Objective: To evaluate the clinical decision unit of a tertiary care health facility and to see the disease pattern.
Methodology: The cross-sectional retrospective study was conducted at the Department of Emergency Medicine, Aga Khan University Hospital, Karachi, from September to October 2011, and comprised data of patients admitted to the clinical decision unit from January to December 2010. The protocols were developed for 7 diseases: acute coronary syndrome, ureteric colic, abdominal pain, bronchial asthma, gastroenteritis with dehydration, headache, and minor head injury. Data-collection proforma recorded demographics, dates of admission, presenting complaints at triage, diagnosis at admission, final disposition and bounce back of the patients. Data was analysed using Microsoft Excel 2007.

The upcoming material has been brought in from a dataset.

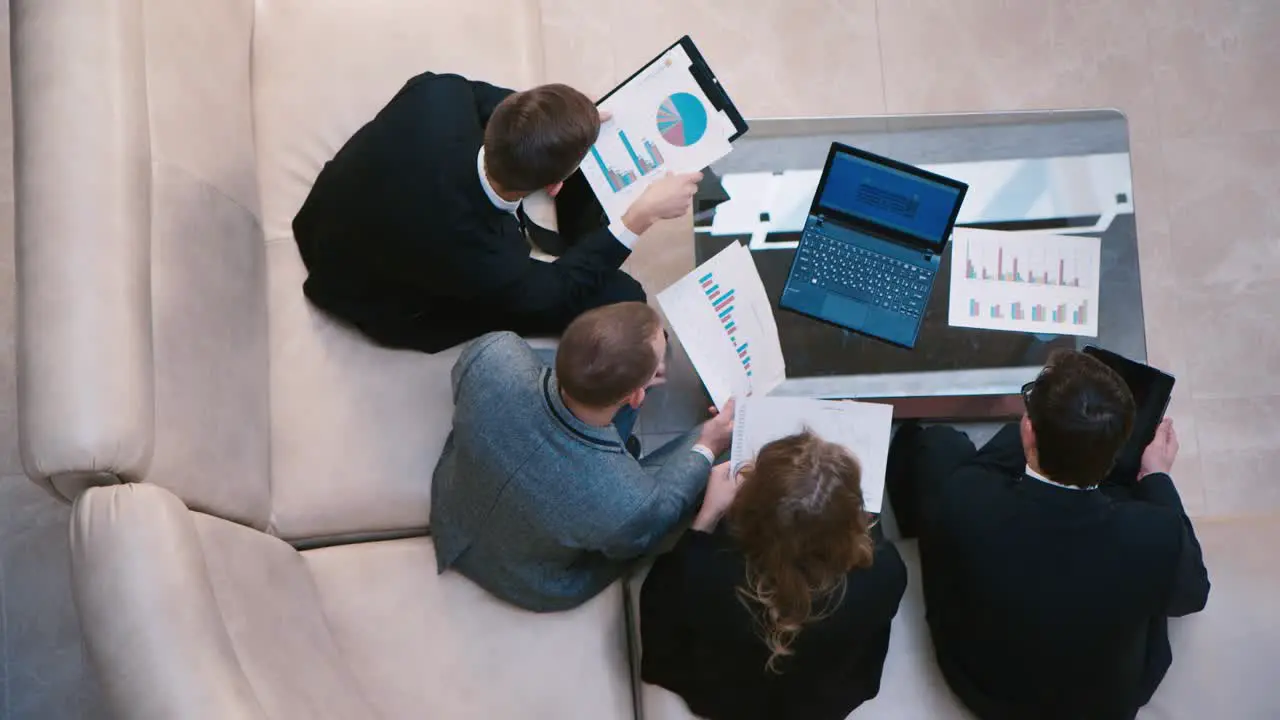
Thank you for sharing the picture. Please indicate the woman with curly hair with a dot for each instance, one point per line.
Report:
(784, 609)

Results: Of the 1515 patients whose data was analysed, 824(54%) were males. The overall age ranged from newborns to 93 years. Further, 904(60%) patients had presented to the triage counter as P3 category. Acute gastroenteritis was the most common complaint 240(15.84%). Of the total, 1311(87%) were sent home from the clinical decision unit; 39(2.8%) of them bounced back with the same complaint. Overall, 2(0.2%) adult patients expired.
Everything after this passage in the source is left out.